Can anyone here on the boards speak Esperanto? Do you think it helped with your Japanese?
The author of How to Learn any Language said that the first language you learn as an adult is the hardest, and everything after that is downhill, no matter how unrelated they are.
I can sort of attest to that. The ways of thinking that I've taken on from learning Japanese have helped me significantly in learning other languages afterwards. But I think I had to reach a certain level of proficiency in Japanese before that worked.
Perhaps Esperanto can help you a bit in the long run, but as for me, I don't think I could have reconciled myself with starting out learning a constructed language. I'd always disdained the idea of studying Latin (not a constructed language but certainly a dead one).
esperanto has been criticized for being too indo-european. in fact: sentence structure is very much like that of the common european languages we know. i think what helps best is a thorough knowledge of (universal) grammatical elements. if you're really fanatical and into linguistics, it can be useful to read something about universal grammar patterns (generative-linguistic approach) - see here.
i have strong doubts whether knowledge of esperanto could be useful to study japanese.
Last edited by nilfisq (2007 September 07, 8:17 am)
Those of you who claim that Esperanto is too Indo-European should perhaps dig a little deeper - it's not always clear whether the statement refers to phonology, vocabulary, syntax, word-building etc. This article by Claude Piron "Esperanto, a western language?" might show things in a new light:
http://www.geocities.com/c_piron/westernlanguage.html
I've spoken Esperanto, and several other western languages, for 57 years. My introduction to Japanese was a long time ago, and brief but intense - most of it now forgottten. It's impossible to say whether Esperanto helped with that or not, but I think it does have a general propedeutic effect for any subsequent language learning, and is confidence-building, as shown in this Esperanto article:
http://eo.wikipedia.org/wiki/Propede%C5 … _Esperanto
And JimmySeal's approach of starting off with negative sentiments about certain languages is hardly conducive to good language learning.
And by the way, the annual week-long 92nd World Esperanto Congress just concluded a few weeks ago in Yokohama - it attracted 1900 Esperanto-speakers (the majority Japanese), from 57 different countries. Of course, you read reports about it in the English-language media? Not!
You linked us to the Esperanto version of the Wikipedia page? 
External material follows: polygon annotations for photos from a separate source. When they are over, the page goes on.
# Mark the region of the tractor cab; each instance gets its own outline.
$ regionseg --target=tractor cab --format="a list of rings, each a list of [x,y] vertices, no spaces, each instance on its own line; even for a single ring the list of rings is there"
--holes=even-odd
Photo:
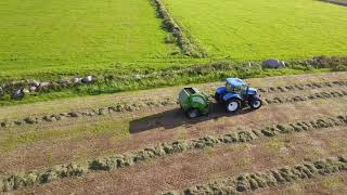
[[[249,105],[253,109],[261,106],[261,100],[254,88],[240,78],[227,78],[226,86],[216,90],[217,102],[224,103],[228,113],[235,113],[243,105]]]
[[[242,99],[247,99],[248,95],[256,95],[257,90],[249,88],[248,84],[239,78],[227,78],[226,90],[230,93],[240,94]]]

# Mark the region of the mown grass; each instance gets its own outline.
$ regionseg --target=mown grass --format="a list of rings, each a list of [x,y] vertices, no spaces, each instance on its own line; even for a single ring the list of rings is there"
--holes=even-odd
[[[179,52],[151,0],[2,0],[0,18],[0,76],[155,65]]]
[[[347,54],[347,10],[312,0],[164,0],[211,57]]]
[[[94,123],[73,125],[69,129],[64,127],[43,128],[44,130],[20,131],[14,128],[11,131],[2,132],[0,140],[0,152],[11,152],[18,146],[59,139],[83,139],[86,136],[110,135],[113,140],[127,139],[130,135],[129,122],[116,122],[101,119]]]

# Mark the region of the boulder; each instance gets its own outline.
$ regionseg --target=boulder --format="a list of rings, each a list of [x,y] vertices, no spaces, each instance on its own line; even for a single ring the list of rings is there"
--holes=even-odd
[[[15,90],[15,91],[12,93],[11,98],[14,99],[14,100],[20,100],[20,99],[23,99],[24,95],[25,95],[25,94],[24,94],[23,90],[22,90],[22,89],[18,89],[18,90]]]
[[[34,91],[36,91],[36,90],[37,90],[37,87],[35,87],[35,86],[30,86],[30,87],[29,87],[29,91],[34,92]]]
[[[36,80],[33,80],[30,83],[29,83],[29,87],[36,87],[38,88],[40,86],[40,82],[39,81],[36,81]]]
[[[69,80],[65,80],[65,79],[62,79],[62,80],[59,80],[56,81],[61,86],[69,86],[72,82]]]
[[[82,81],[82,78],[76,77],[76,78],[73,79],[74,83],[80,83],[81,81]]]
[[[284,61],[280,61],[277,58],[268,58],[264,62],[264,64],[267,68],[284,68],[285,67]]]
[[[81,80],[83,83],[90,83],[93,81],[93,77],[92,76],[87,76],[85,78],[82,78]]]
[[[51,87],[51,82],[41,82],[38,87],[39,90],[48,90]]]

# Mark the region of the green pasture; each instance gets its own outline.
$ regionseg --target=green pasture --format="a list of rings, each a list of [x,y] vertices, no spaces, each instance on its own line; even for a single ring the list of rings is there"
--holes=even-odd
[[[347,54],[347,9],[316,0],[164,0],[211,57]]]

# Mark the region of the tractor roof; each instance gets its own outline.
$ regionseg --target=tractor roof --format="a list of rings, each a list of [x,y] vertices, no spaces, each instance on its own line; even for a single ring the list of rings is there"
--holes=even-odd
[[[241,87],[246,84],[242,79],[240,78],[227,78],[227,82],[234,86],[234,87]]]

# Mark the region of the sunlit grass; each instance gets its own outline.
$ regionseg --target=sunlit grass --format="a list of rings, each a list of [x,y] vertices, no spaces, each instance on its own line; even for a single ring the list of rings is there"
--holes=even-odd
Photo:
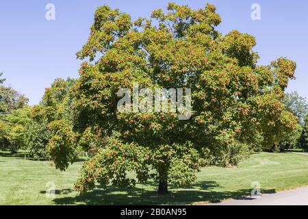
[[[171,192],[167,195],[157,195],[153,182],[137,185],[133,190],[110,186],[79,195],[73,190],[73,183],[82,162],[60,172],[51,162],[25,160],[23,155],[20,156],[0,156],[0,205],[198,204],[249,195],[254,181],[259,182],[264,193],[308,185],[308,156],[261,153],[253,155],[236,168],[203,168],[196,185],[170,186]],[[46,196],[49,182],[55,185],[53,198]]]

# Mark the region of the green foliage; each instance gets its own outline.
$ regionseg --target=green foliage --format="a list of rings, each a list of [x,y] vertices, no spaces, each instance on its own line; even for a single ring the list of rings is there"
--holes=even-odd
[[[32,121],[28,127],[27,142],[30,155],[34,159],[53,157],[55,154],[55,147],[61,150],[59,153],[56,153],[57,155],[62,153],[68,153],[68,156],[61,157],[66,162],[75,157],[70,151],[70,146],[72,146],[64,145],[72,144],[71,140],[64,139],[72,137],[69,136],[71,133],[68,132],[67,136],[59,137],[59,135],[64,134],[66,129],[71,127],[69,125],[71,102],[69,90],[74,83],[75,80],[73,79],[56,79],[51,88],[46,89],[40,105],[33,107],[31,112]],[[56,166],[60,166],[62,170],[64,169],[62,164]]]
[[[55,167],[64,170],[78,155],[75,146],[76,134],[65,120],[53,121],[49,124],[48,128],[51,132],[51,138],[47,144],[50,156],[54,160]]]
[[[308,101],[297,92],[286,93],[283,99],[285,109],[298,117],[300,125],[304,125],[305,117],[308,113]]]
[[[26,144],[29,155],[34,159],[50,158],[47,144],[51,133],[45,123],[35,120],[27,126]]]
[[[133,185],[126,173],[132,171],[140,182],[158,181],[164,193],[168,183],[194,183],[196,172],[212,162],[234,165],[256,146],[270,148],[296,126],[283,103],[295,62],[281,57],[257,66],[255,39],[236,30],[223,36],[216,30],[221,19],[213,5],[194,10],[171,3],[167,10],[133,22],[118,10],[99,7],[77,53],[90,62],[81,64],[66,103],[54,101],[54,91],[45,93],[42,112],[54,120],[57,168],[67,168],[79,146],[88,150],[91,135],[101,148],[82,168],[76,184],[81,192],[95,182]],[[191,118],[118,112],[117,91],[135,83],[140,89],[192,88]]]
[[[10,87],[0,85],[0,115],[22,108],[29,99]]]
[[[305,125],[298,139],[298,144],[303,151],[308,151],[308,115],[305,120]]]
[[[16,151],[26,149],[26,132],[31,122],[31,107],[26,105],[3,116],[0,125],[3,149]]]

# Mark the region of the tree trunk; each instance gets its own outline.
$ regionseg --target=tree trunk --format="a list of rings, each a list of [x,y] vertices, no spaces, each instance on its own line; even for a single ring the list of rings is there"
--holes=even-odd
[[[158,185],[158,194],[168,194],[168,180],[159,180],[159,184]]]
[[[168,194],[168,172],[166,166],[161,166],[158,170],[159,174],[159,183],[158,194]]]

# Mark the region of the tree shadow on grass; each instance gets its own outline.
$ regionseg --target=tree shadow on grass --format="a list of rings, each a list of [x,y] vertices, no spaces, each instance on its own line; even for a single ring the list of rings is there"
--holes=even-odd
[[[251,192],[251,188],[235,192],[213,190],[218,187],[222,188],[215,181],[203,181],[181,189],[171,186],[169,194],[162,195],[142,188],[120,190],[108,186],[106,190],[97,188],[84,194],[58,198],[53,201],[57,205],[192,205],[197,202],[219,203],[231,198],[247,199]],[[275,193],[275,190],[262,190],[262,193]]]
[[[64,189],[64,190],[55,190],[55,194],[70,194],[71,192],[73,192],[73,190],[72,189]],[[40,191],[40,194],[46,194],[46,191]]]

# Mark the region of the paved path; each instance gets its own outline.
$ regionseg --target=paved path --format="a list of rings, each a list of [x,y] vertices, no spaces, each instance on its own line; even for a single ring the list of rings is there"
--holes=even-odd
[[[263,194],[258,198],[231,200],[214,205],[308,205],[308,186],[293,190]]]

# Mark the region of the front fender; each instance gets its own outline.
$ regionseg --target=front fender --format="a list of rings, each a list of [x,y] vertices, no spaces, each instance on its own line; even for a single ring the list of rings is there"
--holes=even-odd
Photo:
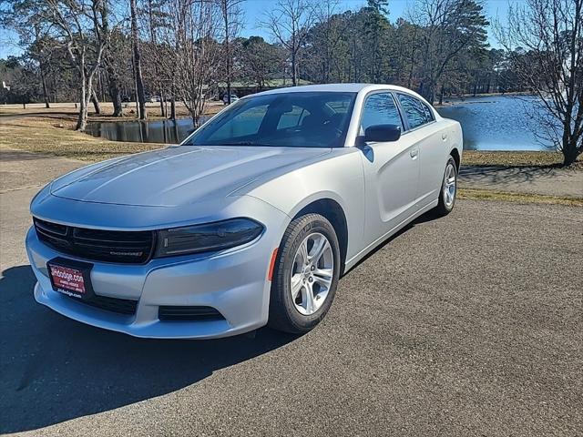
[[[362,249],[364,174],[362,152],[355,147],[334,149],[326,159],[280,175],[250,188],[247,194],[268,202],[290,218],[316,200],[334,200],[346,217],[346,258]]]

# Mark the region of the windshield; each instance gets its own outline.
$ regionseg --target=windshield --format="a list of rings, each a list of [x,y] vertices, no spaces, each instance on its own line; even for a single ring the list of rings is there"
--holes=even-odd
[[[241,98],[185,146],[342,147],[356,93],[292,92]]]

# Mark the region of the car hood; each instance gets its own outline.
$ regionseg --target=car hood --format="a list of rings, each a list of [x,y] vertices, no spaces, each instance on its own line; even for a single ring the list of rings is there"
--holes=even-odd
[[[226,197],[327,153],[310,147],[171,147],[80,168],[53,182],[50,191],[85,202],[174,207]]]

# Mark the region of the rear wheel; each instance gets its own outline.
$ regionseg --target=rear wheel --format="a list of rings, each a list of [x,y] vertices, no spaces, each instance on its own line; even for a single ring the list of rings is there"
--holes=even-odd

Of course, you read reports about it in the English-language media? Not!
What's your point?
@JimmySeal
I wasn't trying to be bellicose - just to make two points:
1) That Esperanto Wikipedia article was the only source I then had at hand. I have since found this one in English:
http://en.wikipedia.org/wiki/Propaedeut … _Esperanto
(I could't find it because I was spelling 'propedeutic' ? la am?ricaine, when I should have been searching for 'propaedeutic'). Am I wrong in suspecting that for you Esperanto, and/or non-ethnic languages, seem to be rather like a red rag to a bull? I am a bit shocked at your 'disdain for the idea of studying Latin', I must say! After all, it was the vehicle of western civilization for a long time and forms the core of many w. languages. Ignoti nulla cupido, as Ovid once wrote.
2) The English-language media demonstrate time and again an unwillingness to present basic facts about Esperanto, even the seven points ot the Prague Manifesto:
http://lingvo.org/2/3
I am not aware of a single English-language report concerning that Esperanto World Congress in Yokohama. Did you hear anything of it anywhere? At least Radio China International and Radio Polonia mentioned it often during the week in their daily Esperanto radio programs:
http://www.polskieradio.pl/eo/
http://esperanto.cri.cn/
[This thread came up on my radar, solely because it supposedly concerns Esperanto, and I have learned from years of experience just how much misunderstanding there is about it]
Are you suggesting that the media is conspiring to keep esperanto down? It's more likely a case that very few people are interested in synthetic languages (or even any languages other than their native one).
The left hand side of most wikipedia pages has links to versions of the page in other languages. Your article was no exception.
As Jarvik said, I think there is very little reporting about foreign languages as it is, and why should there be? So it stands to reason that an invented language with 100,000 speakers wouldn't get a ton of attention.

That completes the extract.